I’ve been sitting on the edge of this cliff for a long time, perhaps for a year and a half waiting to take the leap and now I’ve begun a deeper descent within. I’ve got six months to be here. To really be here and fill my own cup and I’m trying on some new things that I was perhaps avoiding before. I’ve paved my own way for this next step and I know that I’m ready to uncover more layers of myself and in turn connect deeper to this place.
Last week the Uukumwe Bike Shop organized it’s first philanthropic effort :) Ten percent of the shops earnings are donated to the community and this year our committee decided to donate school bags and stationery to learners at Nkurenkuru combined school. We had N$3000 to work with and from that we were able to purchase 40 bags each with a notebook, pens, pencils, a ruler, eraser, and sharpener. Our Monday meeting folks brainstormed needed items and together we went to Pep and worked with the manager to get a 5% discount on said items. This all happened on Tuesday of last week while another group was meeting with the Principal and teachers at the school to identify 40 learners who were in need of these small giftys. Friday we went to the school to deliver the bags and the principal had organized a small programme- I played the part of camera lady and the three managers of the bike shop spoke about our community donation and presented the learners with their bags. There was cultural dancing and a small speech from some staff at the school. Overall it was a wonderful moment for our group and for the kids who received the materials- many of them were caring their school supplies in plastic bags. While there are well over 40 kids who could have used the materials it was all we could afford at the time. The bike shop folks will be doing a similar programme every year- looking at ways to give back to their own community and then organize their own event. I was happy to be a part of intercommunity partnership and philanthropy. I tried to explain what that word meant to some people with little success. I know many people still see the foreigner giving ‘money’ to the community even though it wasn’t my money or my decision to do the school materials…..but I’m ok with that for now. In December I’ll be gone and the bike shop will run without me and they will deliver more goodies to ‘those in need’ and people will have the chance to understand then :)
Saturday afternoon some teachers at the school, Rachel and Caleb (PCVs) and myself gathered the hostel learners for our first game day.
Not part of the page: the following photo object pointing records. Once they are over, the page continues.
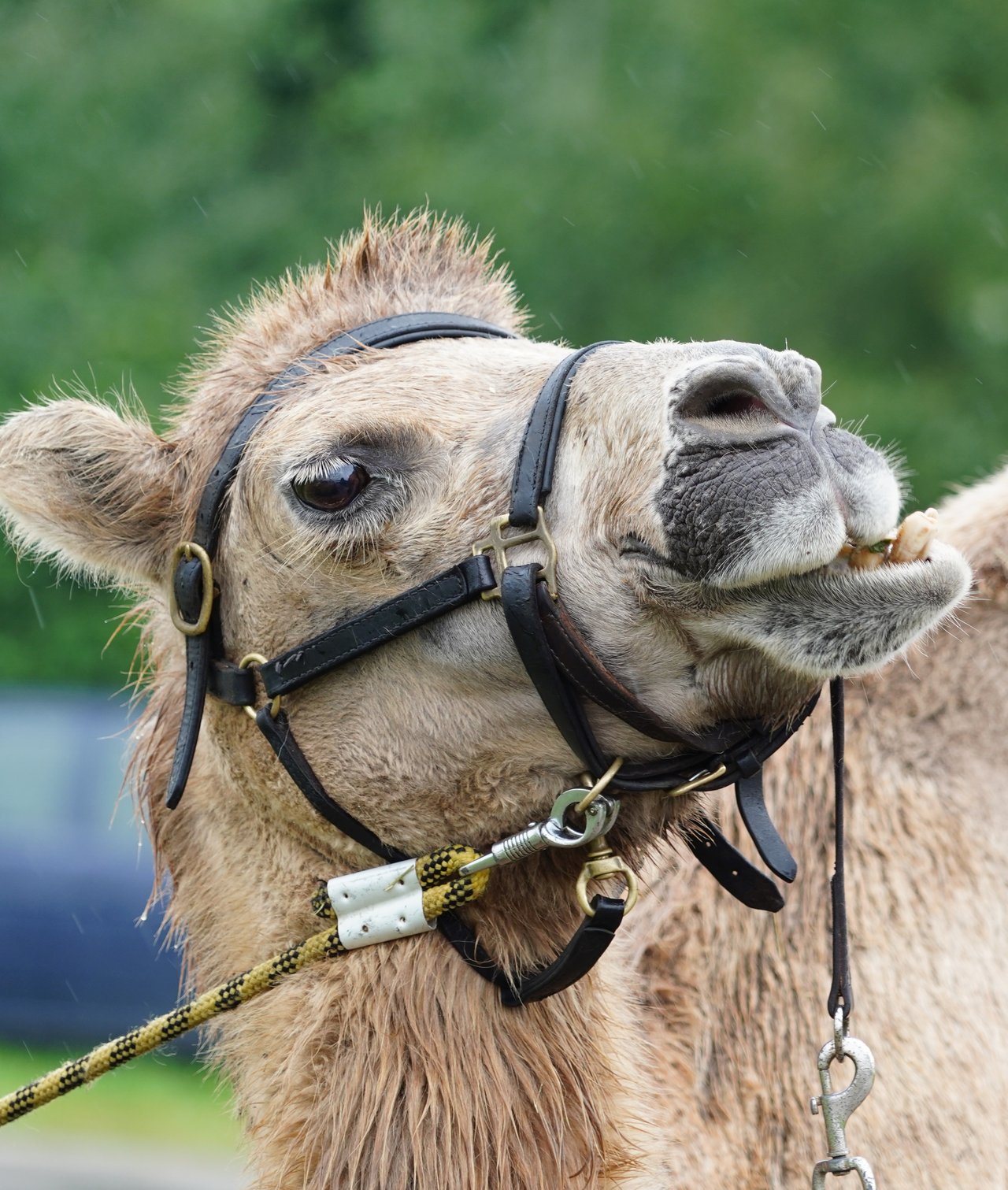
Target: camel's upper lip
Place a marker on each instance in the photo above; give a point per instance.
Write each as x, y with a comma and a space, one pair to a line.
835, 573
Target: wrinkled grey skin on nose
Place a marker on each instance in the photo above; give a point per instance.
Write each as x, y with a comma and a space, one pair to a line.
739, 493
757, 494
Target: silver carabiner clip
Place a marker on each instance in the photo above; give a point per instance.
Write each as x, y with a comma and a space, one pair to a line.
554, 832
839, 1106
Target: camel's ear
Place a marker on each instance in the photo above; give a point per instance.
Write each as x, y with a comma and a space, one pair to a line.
90, 488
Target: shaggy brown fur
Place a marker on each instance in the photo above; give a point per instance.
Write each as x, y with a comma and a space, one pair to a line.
395, 1068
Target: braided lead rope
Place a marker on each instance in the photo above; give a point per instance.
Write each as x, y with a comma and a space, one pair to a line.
443, 890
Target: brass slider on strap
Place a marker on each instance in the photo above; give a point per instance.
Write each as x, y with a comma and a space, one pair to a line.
600, 786
699, 780
496, 542
190, 550
275, 703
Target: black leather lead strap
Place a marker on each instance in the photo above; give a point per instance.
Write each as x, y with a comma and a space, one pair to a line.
351, 638
732, 870
580, 955
533, 473
840, 992
281, 740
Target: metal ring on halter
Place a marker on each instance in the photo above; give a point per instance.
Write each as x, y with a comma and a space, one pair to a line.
600, 786
258, 659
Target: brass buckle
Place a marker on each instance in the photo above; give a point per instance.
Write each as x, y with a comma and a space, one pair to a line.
274, 706
496, 542
191, 550
699, 780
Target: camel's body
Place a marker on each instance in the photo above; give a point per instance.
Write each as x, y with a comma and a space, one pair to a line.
395, 1068
737, 1012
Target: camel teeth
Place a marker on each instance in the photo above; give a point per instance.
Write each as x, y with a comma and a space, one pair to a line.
914, 537
910, 542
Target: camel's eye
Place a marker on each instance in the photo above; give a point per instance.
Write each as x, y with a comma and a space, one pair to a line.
332, 488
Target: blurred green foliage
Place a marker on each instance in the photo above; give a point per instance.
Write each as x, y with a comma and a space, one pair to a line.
831, 176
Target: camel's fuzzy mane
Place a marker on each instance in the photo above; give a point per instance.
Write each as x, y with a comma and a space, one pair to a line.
423, 262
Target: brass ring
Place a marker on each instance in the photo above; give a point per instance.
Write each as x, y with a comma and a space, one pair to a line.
630, 878
258, 659
600, 786
698, 782
192, 550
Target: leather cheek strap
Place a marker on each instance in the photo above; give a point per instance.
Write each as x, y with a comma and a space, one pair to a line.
360, 635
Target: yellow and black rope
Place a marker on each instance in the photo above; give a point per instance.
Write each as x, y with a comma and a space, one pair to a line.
443, 890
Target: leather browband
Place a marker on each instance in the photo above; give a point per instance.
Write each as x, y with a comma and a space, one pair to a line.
558, 661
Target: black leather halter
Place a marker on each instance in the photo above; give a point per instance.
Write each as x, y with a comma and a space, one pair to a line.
558, 659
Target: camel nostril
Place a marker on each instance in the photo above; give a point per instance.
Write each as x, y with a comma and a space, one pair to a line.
736, 405
733, 403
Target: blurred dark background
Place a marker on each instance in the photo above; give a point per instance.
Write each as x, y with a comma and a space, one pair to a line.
835, 177
828, 176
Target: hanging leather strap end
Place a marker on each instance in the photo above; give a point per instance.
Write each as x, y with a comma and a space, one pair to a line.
772, 847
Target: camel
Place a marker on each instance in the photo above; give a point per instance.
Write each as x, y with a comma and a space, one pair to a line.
737, 1010
701, 507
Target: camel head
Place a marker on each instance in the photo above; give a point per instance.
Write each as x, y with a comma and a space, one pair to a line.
702, 505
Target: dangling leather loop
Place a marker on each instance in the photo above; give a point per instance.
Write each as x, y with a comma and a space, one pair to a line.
772, 847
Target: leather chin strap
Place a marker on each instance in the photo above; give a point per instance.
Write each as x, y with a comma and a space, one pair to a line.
560, 662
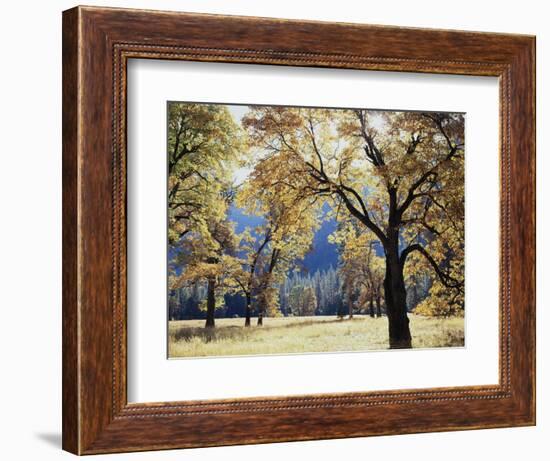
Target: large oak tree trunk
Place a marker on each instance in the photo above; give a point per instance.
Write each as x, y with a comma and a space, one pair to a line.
396, 298
210, 303
378, 306
248, 310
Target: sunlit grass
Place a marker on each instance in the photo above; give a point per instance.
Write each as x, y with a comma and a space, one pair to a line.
284, 335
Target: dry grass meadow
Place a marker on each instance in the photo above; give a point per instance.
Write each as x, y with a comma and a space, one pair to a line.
286, 335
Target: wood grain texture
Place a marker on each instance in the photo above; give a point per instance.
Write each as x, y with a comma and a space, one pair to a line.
97, 42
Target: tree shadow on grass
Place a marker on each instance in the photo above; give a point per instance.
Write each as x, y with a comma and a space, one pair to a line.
234, 332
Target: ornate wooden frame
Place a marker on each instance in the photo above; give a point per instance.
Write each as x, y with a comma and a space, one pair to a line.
97, 43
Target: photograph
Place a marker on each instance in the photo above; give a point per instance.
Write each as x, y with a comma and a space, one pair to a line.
313, 229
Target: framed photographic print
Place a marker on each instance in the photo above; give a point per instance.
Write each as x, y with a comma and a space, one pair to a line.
286, 230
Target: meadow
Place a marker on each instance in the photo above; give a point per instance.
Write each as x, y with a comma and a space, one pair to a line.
285, 335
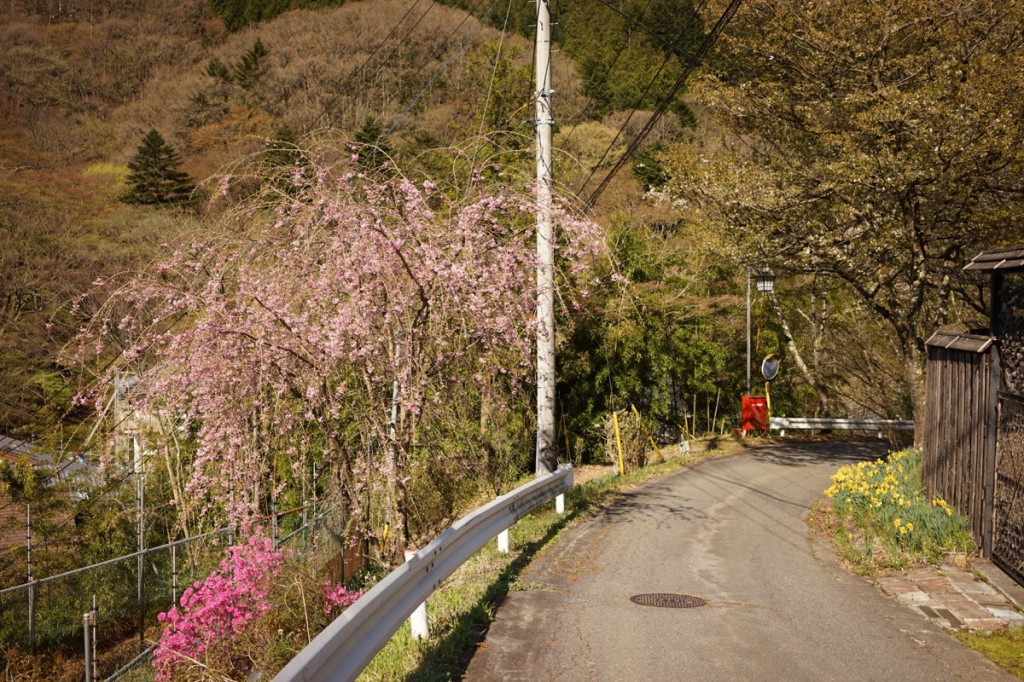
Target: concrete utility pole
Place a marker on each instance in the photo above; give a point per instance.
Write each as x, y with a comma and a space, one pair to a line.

We’ve finally begun implementing our Saturday activities with them and this first day was a hit! We went to the soccer field and played games for an hour and a half- sharks and minnows (renamed Lions and Springbok:) ), elbow tag, and then some stationary teambuilding games cause the kids were pretty worn out :) Our plan is to meet every Saturday and do either games like that or trash clean-ups around the hostel and then make crafts with what we find. Also, we’ll throw in a movie night every once in a while. The Hostel Project has taken on a different form- will write about that eventually- and right now while waiting for our community partners to meet us half way we’re focusing on the kids and spending time with them.
Two bursts of joy that aided in my recent mind shift- we’ll see what’s next on the journey!!